Tucson-based micro-satellite launch startup Vector Launch Inc. will be sold off in pieces this month as part of its bankruptcy case in Delaware.
After announcing in August it was halting operations amid a major change in financing, Vector filed for Chapter 11 bankruptcy protection in mid-December after a key investor, Sequoia Capital, withdrew its support.
Secured lenders later seized most of the company’s remaining funds, prompting the bankruptcy filing, Vector said in bankruptcy documents.
The company has reached an agreement under which aerospace giant Lockheed Martin would provide Vector with a secured loan of $500,000 and buy assets related to Vector’s GalacticSky business — a planned orbiting computer platform of “software defined” satellites that can be adapted to various software applications while aloft.
Lockheed also has agreed to provide Vector with a $2.5 million secured loan to fund the company through bankruptcy.
Lockheed remains committed to buying GalacticSky for a base purchase price of $4.25 million under its so-called “stalking horse” bid, but if one or more qualified bids are received by Feb. 21, Vector will hold an auction of those assets Feb. 25, the company announced in late January.
Vector also is soliciting bids for its small-rocket launch assets, subject to certain minimum requirements.
If a deal for those launch assets isn’t offered in connection with the GalacticSky sale, the company said it would pursue a separate marketing and sale process for those assets after the GalacticSky sale.
The company said it received two other offers for the GalacticSky assets and one for all of Vector’s assets, but Lockheed’s offer provided substantially more money for creditors.
Vector sued Lockheed in April 2019, alleging the company infringed on three Vector patents for software-defined satellite technology.
Founded in 2016 by SpaceX alumnus Jim Cantrell, rocket engineer John Garvey and other space-industry veterans, Vector was developing small rockets capable of carrying small satellites into orbit.
The company, which had attracted more than $100 million in venture-capital investments, had two successful suborbital test launches and was working on a long-delayed first orbital launch when it halted operations last August.
Vector employed about 100 people at a headquarters office and manufacturing facility near downtown Tucson and a test facility in Marana, along with about 80 people at an engineering center in Huntington Beach, California.
In bankruptcy documents, Vector said it was able to pay off its employees and owed about $1 million in secured debt and $4 million to $5 million in unsecured debt.
Vector says Cantrell resigned as CEO of the company and Vector laid off most of its employees after it ran low on cash and had to suspend its third round of venture-capital fundraising.
“Although the Board explored many other avenues to raise capital, Sequoia’s abrupt and unexplained withdrawal of support effectively made it impossible for debtors to raise additional capital in the market,” the company said in bankruptcy documents.
Cantrell, who has a pending lawsuit against Vector for unpaid compensation and remains a shareholder in the company, said he was terminated by the board along with other employees at the advice of company attorneys at the time.
Cantrell said the company’s lawyers advised him that under federal law, employees had to be notified that the company had less than 60 days of operating funds left, after secured lenders had swept most of Vector’s bank funds under default.
Cantrell said he presented an offer of emergency financing to Vector’s board, but he believes it was never presented to shareholders.
“It was they who bankrupt the company because they were unable to raise the money” to continue operations, Cantrell said.
Cantrell’s state civil lawsuit against Vector alleges breach of contract, citing his “termination without cause,” and seeks $165,000 in severance pay, or up to triple that amount including punitive damages as allowed by state law.
In its answer, Vector has denied Cantrell’s claims and disputed that pay was properly withheld, alleging that Cantrell breached his contracts and his fiduciary duty to the company.
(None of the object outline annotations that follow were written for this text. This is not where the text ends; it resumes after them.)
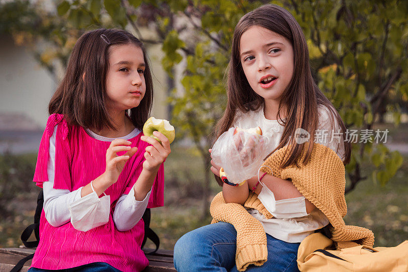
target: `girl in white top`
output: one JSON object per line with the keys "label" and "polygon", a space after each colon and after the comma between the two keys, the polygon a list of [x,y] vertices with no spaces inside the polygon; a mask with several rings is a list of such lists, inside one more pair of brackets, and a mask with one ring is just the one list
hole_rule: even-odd
{"label": "girl in white top", "polygon": [[[307,163],[314,142],[332,149],[345,164],[349,162],[350,143],[342,136],[345,126],[315,84],[304,36],[288,11],[266,5],[240,20],[234,33],[227,76],[227,102],[216,126],[217,138],[233,127],[259,126],[268,139],[271,154],[290,146],[282,168],[295,164],[303,148]],[[297,129],[310,133],[308,141],[296,142]],[[268,260],[261,266],[250,265],[248,270],[298,271],[299,243],[327,225],[327,218],[289,180],[266,175],[262,179],[265,187],[258,183],[258,176],[248,180],[247,185],[232,186],[219,178],[222,165],[212,160],[211,163],[226,203],[243,205],[253,190],[274,216],[267,219],[258,211],[248,210],[267,234]],[[236,232],[231,224],[206,226],[177,242],[174,264],[178,271],[205,268],[206,271],[236,271]],[[202,249],[197,251],[195,246]]]}

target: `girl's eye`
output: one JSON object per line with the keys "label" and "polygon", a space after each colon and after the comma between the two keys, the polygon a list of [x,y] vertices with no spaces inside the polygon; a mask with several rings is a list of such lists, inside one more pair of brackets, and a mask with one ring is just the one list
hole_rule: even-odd
{"label": "girl's eye", "polygon": [[254,58],[255,58],[255,57],[254,57],[253,56],[249,56],[247,57],[246,58],[245,58],[244,59],[244,61],[248,61],[248,60],[252,60],[254,59]]}
{"label": "girl's eye", "polygon": [[269,53],[270,53],[276,54],[278,52],[279,52],[279,51],[280,51],[280,49],[279,49],[278,48],[273,48],[273,49],[271,49],[271,51],[269,51]]}

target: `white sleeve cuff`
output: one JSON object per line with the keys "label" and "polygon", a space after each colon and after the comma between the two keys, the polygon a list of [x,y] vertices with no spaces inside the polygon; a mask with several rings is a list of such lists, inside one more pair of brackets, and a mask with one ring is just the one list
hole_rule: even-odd
{"label": "white sleeve cuff", "polygon": [[116,203],[113,212],[113,221],[119,231],[128,231],[133,228],[140,219],[147,207],[151,190],[142,201],[135,198],[133,187],[127,195],[122,194]]}

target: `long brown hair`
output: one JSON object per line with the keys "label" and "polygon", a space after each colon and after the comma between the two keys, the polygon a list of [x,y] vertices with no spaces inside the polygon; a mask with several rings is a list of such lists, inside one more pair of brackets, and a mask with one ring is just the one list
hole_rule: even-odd
{"label": "long brown hair", "polygon": [[[142,129],[150,115],[153,80],[143,43],[124,30],[100,29],[86,32],[72,49],[66,72],[48,105],[48,113],[64,115],[74,126],[100,130],[116,130],[106,105],[106,78],[110,46],[133,44],[143,54],[146,92],[138,106],[130,109],[129,117],[136,128]],[[84,76],[85,75],[85,76]]]}
{"label": "long brown hair", "polygon": [[[253,91],[249,85],[239,57],[241,37],[249,28],[254,26],[265,28],[284,37],[292,43],[294,51],[293,75],[282,95],[278,109],[278,120],[281,119],[280,110],[283,106],[285,106],[287,109],[285,121],[280,120],[285,129],[279,144],[270,154],[288,144],[289,147],[280,167],[298,166],[297,160],[304,154],[303,149],[306,153],[302,162],[307,163],[313,147],[314,132],[318,125],[318,106],[325,107],[332,113],[329,116],[332,126],[334,121],[333,115],[335,116],[342,130],[339,132],[344,134],[346,126],[313,79],[308,45],[300,26],[289,11],[275,5],[265,5],[247,13],[235,27],[227,74],[227,106],[224,114],[216,126],[216,138],[232,126],[237,109],[247,112],[257,110],[264,105],[263,98]],[[309,142],[296,144],[295,131],[298,128],[309,132],[311,138]],[[344,149],[343,163],[346,164],[350,161],[349,142],[344,142]],[[222,184],[219,179],[217,180]]]}

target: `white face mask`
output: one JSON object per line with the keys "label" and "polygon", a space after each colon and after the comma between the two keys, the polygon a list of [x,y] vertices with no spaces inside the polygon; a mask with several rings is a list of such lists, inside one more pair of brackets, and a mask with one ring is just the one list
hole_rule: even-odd
{"label": "white face mask", "polygon": [[99,198],[91,182],[93,192],[71,204],[68,207],[71,215],[71,224],[75,230],[88,231],[105,225],[109,220],[111,198],[105,195]]}
{"label": "white face mask", "polygon": [[[269,166],[264,165],[270,169]],[[259,180],[259,170],[263,166],[258,169],[258,181]],[[262,190],[258,195],[258,199],[262,203],[264,207],[268,210],[271,214],[276,218],[292,218],[300,217],[308,215],[306,212],[306,204],[304,202],[304,197],[301,196],[288,200],[283,200],[276,201],[275,195],[268,187],[262,182],[260,181],[260,184],[262,185]]]}

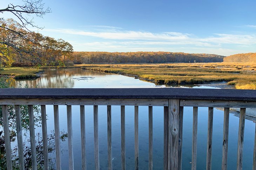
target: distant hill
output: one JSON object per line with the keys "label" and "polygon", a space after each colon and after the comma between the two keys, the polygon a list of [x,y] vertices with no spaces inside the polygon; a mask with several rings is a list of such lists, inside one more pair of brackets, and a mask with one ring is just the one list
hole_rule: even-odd
{"label": "distant hill", "polygon": [[224,62],[256,62],[256,53],[237,54],[224,57]]}
{"label": "distant hill", "polygon": [[74,52],[72,60],[75,64],[95,63],[149,63],[222,62],[225,56],[214,54],[183,52]]}

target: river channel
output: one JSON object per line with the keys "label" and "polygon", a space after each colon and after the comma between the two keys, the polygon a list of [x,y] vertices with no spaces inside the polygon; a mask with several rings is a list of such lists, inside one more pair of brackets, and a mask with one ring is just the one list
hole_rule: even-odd
{"label": "river channel", "polygon": [[[122,75],[106,74],[80,69],[79,68],[49,68],[39,78],[32,80],[11,79],[15,87],[39,88],[167,88],[155,84]],[[168,87],[171,88],[171,87]],[[211,87],[191,86],[181,87],[213,88]],[[53,107],[47,106],[48,134],[54,130]],[[67,131],[66,106],[59,106],[60,129]],[[75,169],[81,169],[81,153],[80,132],[80,113],[79,106],[72,106],[73,142]],[[127,169],[134,169],[134,106],[125,107],[126,149]],[[93,112],[92,106],[85,107],[86,155],[87,169],[94,169]],[[214,108],[213,118],[212,169],[221,169],[223,122],[223,111]],[[148,164],[148,108],[139,107],[139,164],[140,169],[147,169]],[[184,107],[183,123],[182,169],[191,169],[192,152],[193,108]],[[99,136],[100,169],[107,169],[107,106],[99,106]],[[197,144],[197,169],[205,169],[207,136],[208,108],[199,108]],[[239,118],[230,114],[229,118],[228,168],[236,168],[237,136]],[[243,155],[244,169],[251,169],[255,124],[245,120]],[[112,157],[113,169],[121,168],[121,116],[120,106],[112,107]],[[153,161],[154,169],[163,169],[163,108],[153,107]],[[41,132],[41,127],[36,128],[36,133]],[[29,133],[28,133],[29,134]],[[28,134],[28,135],[29,135]],[[25,138],[28,140],[29,138]],[[25,141],[23,141],[25,142]],[[28,145],[29,142],[27,142]],[[13,147],[15,143],[13,143]],[[61,141],[61,166],[68,169],[68,151],[67,139]],[[55,153],[49,154],[54,167]]]}

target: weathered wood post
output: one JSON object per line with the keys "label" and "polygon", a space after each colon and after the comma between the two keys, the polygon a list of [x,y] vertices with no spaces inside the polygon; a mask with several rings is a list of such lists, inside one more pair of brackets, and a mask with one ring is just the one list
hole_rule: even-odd
{"label": "weathered wood post", "polygon": [[180,99],[168,102],[168,169],[178,169]]}

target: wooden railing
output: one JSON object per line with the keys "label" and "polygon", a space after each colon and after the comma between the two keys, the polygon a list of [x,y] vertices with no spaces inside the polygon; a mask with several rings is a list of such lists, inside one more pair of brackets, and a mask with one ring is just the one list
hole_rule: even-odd
{"label": "wooden railing", "polygon": [[[12,170],[11,149],[7,105],[15,105],[20,169],[24,163],[20,105],[28,105],[32,169],[37,169],[33,105],[41,105],[44,166],[48,169],[46,105],[54,106],[56,168],[61,169],[59,105],[66,105],[69,169],[74,169],[72,105],[80,106],[82,165],[86,169],[85,105],[94,106],[94,157],[95,169],[99,169],[98,106],[107,105],[108,169],[112,169],[111,106],[121,106],[122,169],[126,169],[125,106],[135,106],[135,169],[139,169],[138,108],[148,106],[149,169],[153,169],[153,106],[164,107],[164,169],[181,170],[183,107],[193,106],[192,169],[196,169],[196,144],[198,107],[208,107],[206,169],[211,169],[214,107],[224,108],[222,169],[227,169],[229,108],[240,108],[237,146],[237,169],[242,169],[243,146],[246,108],[256,108],[256,91],[182,88],[126,89],[0,89],[7,169]],[[255,141],[256,145],[256,141]],[[253,169],[256,166],[255,145]]]}

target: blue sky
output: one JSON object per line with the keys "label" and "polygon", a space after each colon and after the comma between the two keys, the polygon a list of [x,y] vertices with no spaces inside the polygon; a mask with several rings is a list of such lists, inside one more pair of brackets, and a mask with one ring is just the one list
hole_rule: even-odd
{"label": "blue sky", "polygon": [[[21,4],[0,0],[1,8]],[[255,0],[43,0],[52,13],[35,18],[45,28],[33,30],[75,51],[256,52]]]}

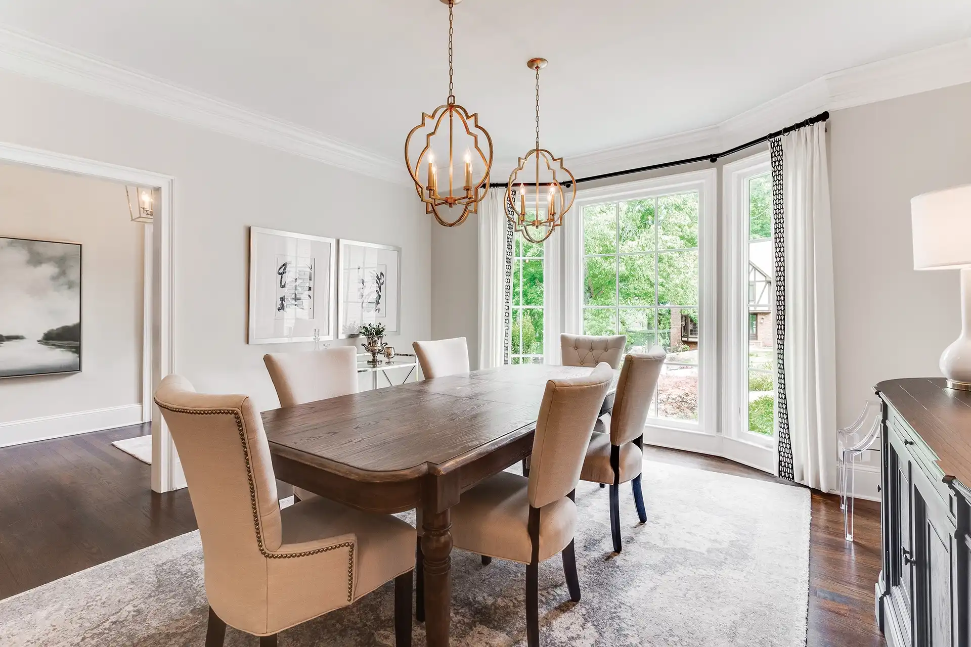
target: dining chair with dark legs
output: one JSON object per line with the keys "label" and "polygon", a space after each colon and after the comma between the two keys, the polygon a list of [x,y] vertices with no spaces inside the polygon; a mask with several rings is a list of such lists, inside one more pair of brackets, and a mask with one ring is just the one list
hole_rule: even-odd
{"label": "dining chair with dark legs", "polygon": [[[563,366],[593,368],[606,362],[611,369],[620,368],[620,358],[627,343],[626,335],[570,335],[559,336],[559,350]],[[614,406],[614,395],[604,398],[600,415],[609,413]],[[522,475],[529,475],[529,459],[522,459]]]}
{"label": "dining chair with dark legs", "polygon": [[[353,346],[295,353],[267,353],[263,364],[284,408],[357,392],[357,353]],[[294,487],[295,501],[317,497]]]}
{"label": "dining chair with dark legs", "polygon": [[[589,375],[547,382],[529,477],[501,471],[463,493],[452,507],[452,537],[456,548],[483,555],[484,564],[498,558],[526,565],[529,647],[539,645],[540,562],[560,553],[570,599],[580,601],[574,493],[593,424],[613,378],[610,365],[601,363]],[[421,525],[419,516],[419,533]],[[420,553],[419,549],[419,572]],[[418,597],[422,614],[420,576]]]}
{"label": "dining chair with dark legs", "polygon": [[390,580],[395,644],[411,646],[415,529],[322,497],[281,510],[263,423],[246,396],[196,393],[186,379],[169,375],[155,404],[199,525],[210,604],[206,647],[221,647],[226,625],[275,646],[278,632]]}
{"label": "dining chair with dark legs", "polygon": [[621,483],[631,481],[637,517],[642,524],[648,520],[641,490],[644,423],[664,358],[664,350],[657,346],[645,354],[630,353],[624,357],[613,413],[597,419],[580,474],[581,480],[610,486],[610,529],[616,553],[621,549]]}

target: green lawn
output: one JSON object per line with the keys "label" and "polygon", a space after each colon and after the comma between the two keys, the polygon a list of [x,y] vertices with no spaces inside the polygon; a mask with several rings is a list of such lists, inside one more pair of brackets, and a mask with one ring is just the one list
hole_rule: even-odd
{"label": "green lawn", "polygon": [[756,398],[749,403],[749,431],[763,436],[772,436],[774,425],[772,395]]}

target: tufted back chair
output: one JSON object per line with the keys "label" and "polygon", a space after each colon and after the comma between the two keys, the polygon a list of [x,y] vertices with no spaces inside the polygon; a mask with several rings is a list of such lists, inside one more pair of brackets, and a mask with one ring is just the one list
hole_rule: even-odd
{"label": "tufted back chair", "polygon": [[611,369],[618,369],[626,343],[626,335],[594,337],[563,333],[559,336],[563,366],[593,368],[600,362],[606,362]]}
{"label": "tufted back chair", "polygon": [[593,424],[614,372],[605,362],[589,375],[547,382],[533,437],[529,504],[543,507],[577,487]]}

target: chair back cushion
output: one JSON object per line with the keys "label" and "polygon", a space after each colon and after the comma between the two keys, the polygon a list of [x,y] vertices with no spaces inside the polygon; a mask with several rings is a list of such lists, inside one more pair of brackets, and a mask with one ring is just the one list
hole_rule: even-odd
{"label": "chair back cushion", "polygon": [[464,337],[412,343],[425,379],[469,372],[469,346]]}
{"label": "chair back cushion", "polygon": [[563,333],[559,336],[563,366],[592,368],[600,362],[606,362],[611,369],[618,369],[620,366],[620,357],[623,356],[623,347],[626,343],[626,335],[591,337]]}
{"label": "chair back cushion", "polygon": [[665,357],[664,349],[654,346],[647,353],[630,353],[624,358],[611,415],[611,444],[622,445],[644,434],[648,408]]}
{"label": "chair back cushion", "polygon": [[205,557],[206,594],[219,616],[266,623],[265,555],[281,545],[280,502],[259,411],[247,396],[196,393],[169,375],[155,404],[185,472]]}
{"label": "chair back cushion", "polygon": [[263,363],[281,406],[327,400],[357,392],[357,351],[339,346],[299,353],[268,353]]}
{"label": "chair back cushion", "polygon": [[613,379],[610,365],[601,362],[589,375],[547,382],[529,467],[533,507],[559,501],[576,489],[600,404]]}

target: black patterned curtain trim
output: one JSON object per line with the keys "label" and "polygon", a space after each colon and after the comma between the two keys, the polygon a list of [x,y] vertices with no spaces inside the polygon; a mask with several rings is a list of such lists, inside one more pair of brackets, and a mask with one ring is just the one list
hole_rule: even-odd
{"label": "black patterned curtain trim", "polygon": [[772,246],[775,252],[773,283],[776,290],[776,423],[779,438],[779,476],[794,480],[792,438],[786,400],[786,205],[783,198],[783,143],[769,142],[772,160]]}
{"label": "black patterned curtain trim", "polygon": [[[499,191],[501,189],[493,189]],[[513,191],[513,197],[515,200],[516,191]],[[509,346],[510,346],[510,335],[511,324],[512,324],[512,292],[513,292],[513,242],[516,237],[516,232],[513,229],[513,221],[510,218],[515,217],[515,212],[512,210],[513,206],[509,201],[505,201],[503,207],[506,209],[506,272],[505,272],[505,283],[502,288],[503,294],[503,334],[502,334],[502,363],[509,364]]]}

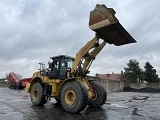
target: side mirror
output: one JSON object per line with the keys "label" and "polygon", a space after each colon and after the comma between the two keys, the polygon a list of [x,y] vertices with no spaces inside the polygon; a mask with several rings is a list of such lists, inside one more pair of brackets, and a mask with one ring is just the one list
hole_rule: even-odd
{"label": "side mirror", "polygon": [[67,72],[71,72],[71,68],[67,68]]}

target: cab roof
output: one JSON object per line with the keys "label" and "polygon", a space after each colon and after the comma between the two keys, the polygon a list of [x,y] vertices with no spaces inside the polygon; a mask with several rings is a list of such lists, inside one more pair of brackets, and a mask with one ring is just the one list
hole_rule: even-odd
{"label": "cab roof", "polygon": [[50,58],[55,59],[55,58],[62,58],[62,57],[75,59],[74,57],[71,57],[71,56],[68,56],[68,55],[58,55],[58,56],[53,56],[53,57],[50,57]]}

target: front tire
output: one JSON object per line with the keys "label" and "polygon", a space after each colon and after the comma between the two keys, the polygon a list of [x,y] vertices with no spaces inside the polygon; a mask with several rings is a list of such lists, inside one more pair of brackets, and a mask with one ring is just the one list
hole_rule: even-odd
{"label": "front tire", "polygon": [[94,95],[90,101],[88,101],[88,105],[95,108],[100,107],[107,100],[107,92],[99,83],[91,82],[90,84],[92,86]]}
{"label": "front tire", "polygon": [[35,106],[44,105],[47,102],[44,96],[44,88],[42,87],[42,84],[37,82],[32,85],[30,98],[32,104]]}
{"label": "front tire", "polygon": [[78,113],[85,109],[88,103],[86,88],[79,82],[69,82],[61,90],[61,104],[71,113]]}

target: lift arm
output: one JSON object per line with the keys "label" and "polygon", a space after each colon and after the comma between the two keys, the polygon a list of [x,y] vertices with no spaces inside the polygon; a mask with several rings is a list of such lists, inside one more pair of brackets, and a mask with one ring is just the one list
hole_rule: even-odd
{"label": "lift arm", "polygon": [[[96,36],[76,54],[71,69],[71,74],[74,77],[86,76],[96,55],[106,43],[120,46],[136,42],[119,23],[115,13],[114,9],[99,4],[90,12],[89,27],[96,32]],[[99,38],[103,40],[102,43],[99,43]]]}
{"label": "lift arm", "polygon": [[99,37],[95,36],[76,54],[71,73],[74,76],[86,76],[92,61],[106,45],[106,41],[99,44]]}

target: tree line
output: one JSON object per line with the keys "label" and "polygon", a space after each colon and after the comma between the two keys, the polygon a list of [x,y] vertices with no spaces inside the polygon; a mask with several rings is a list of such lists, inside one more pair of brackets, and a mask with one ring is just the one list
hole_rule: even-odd
{"label": "tree line", "polygon": [[160,82],[156,69],[147,61],[144,69],[140,68],[139,62],[135,59],[129,60],[122,78],[128,82]]}

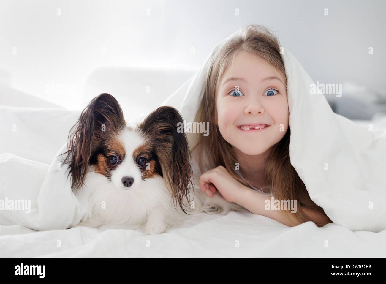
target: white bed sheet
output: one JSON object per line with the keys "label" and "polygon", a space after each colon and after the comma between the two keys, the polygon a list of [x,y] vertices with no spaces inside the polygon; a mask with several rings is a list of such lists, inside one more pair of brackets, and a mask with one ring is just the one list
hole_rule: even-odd
{"label": "white bed sheet", "polygon": [[0,226],[0,257],[381,257],[386,255],[385,239],[386,230],[352,231],[333,223],[319,228],[311,222],[291,228],[231,211],[191,216],[159,235],[145,235],[139,230],[39,231]]}
{"label": "white bed sheet", "polygon": [[[17,124],[18,135],[26,138],[23,143],[38,143],[46,149],[40,155],[36,148],[31,150],[30,158],[46,164],[78,115],[54,109],[1,109],[3,130],[9,131]],[[41,130],[42,121],[50,135],[37,140],[39,135],[30,134]],[[366,126],[366,122],[361,122]],[[24,144],[12,139],[2,142],[0,154],[28,158],[20,151]],[[290,228],[263,216],[232,211],[226,216],[191,216],[179,226],[154,235],[145,235],[140,229],[78,227],[40,231],[21,225],[0,225],[0,257],[384,257],[385,240],[386,230],[351,231],[334,224],[319,228],[311,222]]]}

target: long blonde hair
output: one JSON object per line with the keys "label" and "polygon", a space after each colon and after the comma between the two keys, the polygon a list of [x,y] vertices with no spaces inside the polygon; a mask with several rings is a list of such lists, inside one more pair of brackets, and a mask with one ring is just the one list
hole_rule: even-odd
{"label": "long blonde hair", "polygon": [[[241,51],[245,51],[265,60],[287,79],[284,63],[280,54],[278,40],[266,28],[258,25],[247,26],[240,31],[239,36],[229,41],[218,50],[211,58],[207,70],[203,97],[195,119],[195,122],[208,122],[209,129],[207,136],[196,134],[190,142],[191,152],[197,157],[201,173],[218,166],[225,167],[235,179],[247,187],[246,181],[237,174],[235,169],[236,159],[232,146],[220,133],[217,125],[217,114],[216,94],[218,84],[227,68]],[[283,138],[274,145],[264,166],[264,179],[275,199],[296,200],[299,207],[296,213],[289,210],[281,210],[293,225],[297,223],[311,221],[318,226],[332,223],[323,208],[310,198],[303,181],[291,164],[290,159],[289,126]],[[205,160],[204,158],[205,158]],[[310,216],[305,214],[308,210],[316,210],[324,218]]]}

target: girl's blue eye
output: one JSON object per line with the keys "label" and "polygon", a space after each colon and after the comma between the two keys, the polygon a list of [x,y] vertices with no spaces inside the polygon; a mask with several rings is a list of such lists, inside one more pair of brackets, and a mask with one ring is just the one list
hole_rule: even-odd
{"label": "girl's blue eye", "polygon": [[264,94],[265,95],[265,94],[267,94],[266,95],[265,95],[269,97],[270,96],[278,94],[279,94],[279,92],[274,89],[269,89],[266,91],[266,92],[264,93]]}
{"label": "girl's blue eye", "polygon": [[228,94],[230,95],[232,97],[242,97],[244,95],[244,94],[241,92],[240,90],[236,90],[236,89],[231,90],[228,93]]}

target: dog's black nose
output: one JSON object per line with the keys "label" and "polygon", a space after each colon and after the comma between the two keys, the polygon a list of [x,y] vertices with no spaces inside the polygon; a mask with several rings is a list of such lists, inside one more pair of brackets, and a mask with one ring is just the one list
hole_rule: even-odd
{"label": "dog's black nose", "polygon": [[131,185],[134,182],[134,179],[131,177],[125,177],[122,178],[122,183],[125,186],[131,186]]}

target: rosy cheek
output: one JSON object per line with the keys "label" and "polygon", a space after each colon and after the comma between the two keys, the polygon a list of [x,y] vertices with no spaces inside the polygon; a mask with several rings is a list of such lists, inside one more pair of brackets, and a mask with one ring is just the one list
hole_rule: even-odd
{"label": "rosy cheek", "polygon": [[236,121],[238,112],[234,105],[225,102],[218,102],[217,104],[218,127],[225,129],[231,127]]}

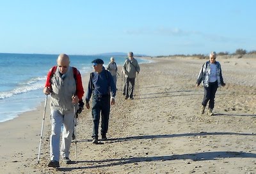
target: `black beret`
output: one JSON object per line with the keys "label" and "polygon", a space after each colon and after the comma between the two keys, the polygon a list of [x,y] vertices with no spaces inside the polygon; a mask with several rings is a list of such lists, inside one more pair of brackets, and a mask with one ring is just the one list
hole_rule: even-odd
{"label": "black beret", "polygon": [[100,59],[95,59],[92,62],[92,63],[94,64],[104,64],[104,62],[102,60]]}

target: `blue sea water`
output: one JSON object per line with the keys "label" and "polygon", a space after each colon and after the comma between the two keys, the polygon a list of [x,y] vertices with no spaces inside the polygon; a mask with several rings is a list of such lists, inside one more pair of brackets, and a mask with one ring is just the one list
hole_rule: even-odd
{"label": "blue sea water", "polygon": [[[70,66],[82,76],[93,71],[91,62],[97,58],[109,62],[109,56],[69,55]],[[0,54],[0,122],[11,120],[22,112],[35,110],[45,96],[42,89],[49,69],[56,64],[58,55]],[[124,57],[115,57],[122,65]],[[146,61],[137,59],[139,63]],[[84,91],[86,87],[84,87]]]}

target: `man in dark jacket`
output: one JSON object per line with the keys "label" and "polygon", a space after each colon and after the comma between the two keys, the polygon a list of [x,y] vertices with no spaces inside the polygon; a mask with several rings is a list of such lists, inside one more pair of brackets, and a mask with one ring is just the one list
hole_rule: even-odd
{"label": "man in dark jacket", "polygon": [[[116,85],[111,74],[103,66],[104,62],[97,59],[92,62],[94,72],[90,74],[90,81],[86,97],[86,106],[90,108],[89,101],[92,97],[92,114],[93,119],[92,136],[93,143],[98,143],[99,124],[101,112],[102,140],[107,140],[110,105],[115,105]],[[110,98],[110,94],[112,96]]]}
The company has filed a counterclaim against Cantrell.
Shaun B. Coleman, a director and board member of Vector, declined to comment on the lawsuit, deferring to the company’s filings in the case.
Meanwhile, Cantrell’s lawsuit has been halted since Vector filed for Chapter 11 bankruptcy, which protects a debtor from legal actions while they work out plans to repay creditors.
Two other state lawsuits involving Vector also have been halted by the bankruptcy.
Three investors — Rincon Etal Investments, Broadmont Associates LP and Robert Draper — have sued Vector, Cantrell, Garvey and several former company executives for securities fraud and unjust enrichment.
They allege the defendants misrepresented the company’s financial condition when they invested a total of $400,000 in promissory notes from Vector just a few days before the company announced a pause in its operations and laid off all of its employees.
In an initial response to the lawsuit, Cantrell and the other defendants said they were unaware of Sequoia’s withdrawal until the day after the plaintiffs finalized their investments and had made statements based on what they knew at the time.
Doug Nelson, Vector’s former vice president of facilities, has also sued the company, seeking more than $100,000 in severance pay he said he was due.
Vector has countered that the disputed pay was properly withheld and severance pay was not promised in any written agreement.